Industry sources suggested that between S$4/mt ($2.93/mt) and S$5.50/mt per month is the current market for one to two year leases, depending on how many turns per month are included and the attractiveness of the terminal, down from monthly rates of S$8/mt or more previously signed for periods of one to three years.
Sources particularly pointed to ongoing renewal negotiations for lease agreements starting next year at Universal Terminal as representative of the current storage fees.
Shell was said to have recently renewed its lease at S$5.50 or less, while BP and Lukoil are currently negotiating and are considering not renewing their leases which expire at the end of 2017. Glencore’s lease is believed to be expiring in April 2018.
Each company currently has around 300,000 cu m of capacity at Universal, which attracts premium rates due to its VLCC berths and operational efficiency.
None of the companies mentioned above were prepared to comment on their commercial arrangements, but most did confirm that rates for new leases had fallen.
“What has changed the balance of power in the landed tank lease negotiations is the abundance of floating storage now being offered. It’s not as convenient as landed storage but the cheap floating storage gives traders another option,” one source explained.
The monthly lease for a floating storage in comparison, is less than US$3/mt, according to one trade source.
“And there are other landed storage options available in the [Singapore] Strait and places like Fujairah where traders can store and blend at cheaper rates,” he added.
As well as competition from other storage options, traders pointed to the narrowing margins in Singapore between cargo and ex-wharf prices as another reason behind the fall in storage fees.

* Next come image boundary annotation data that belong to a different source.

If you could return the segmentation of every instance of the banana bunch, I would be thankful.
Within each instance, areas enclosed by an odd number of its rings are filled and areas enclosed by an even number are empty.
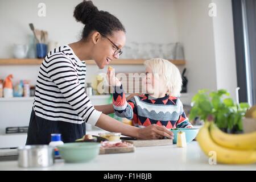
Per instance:
[[[256,132],[226,134],[213,122],[206,122],[199,130],[196,140],[207,156],[210,152],[215,152],[217,163],[236,164],[256,163]]]

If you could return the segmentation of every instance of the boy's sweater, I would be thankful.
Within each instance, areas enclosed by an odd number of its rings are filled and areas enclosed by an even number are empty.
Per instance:
[[[166,95],[154,99],[148,94],[142,94],[126,101],[121,85],[115,88],[113,104],[115,114],[132,120],[135,126],[143,127],[156,124],[167,129],[193,127],[177,97]]]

“The Singapore market has become incredibly efficient and transparent, it’s easy to see that with the cargo to ex-wharf spread (which can be viewed as the break-bulk profit margin) often less than US$2/mt, and the backwardated market structure, one is reliant on the blending to make a profit,” one trade source said.
“It’s possible Singapore could become much more like Fujairah, with not all the tanks leased all the time, or at least not fully used all the time, so short-term ‘spot’ leases will become more common. We’re already seeing that in Singapore at rates of around US$2.50/mt per month including one turn,” the trade source said.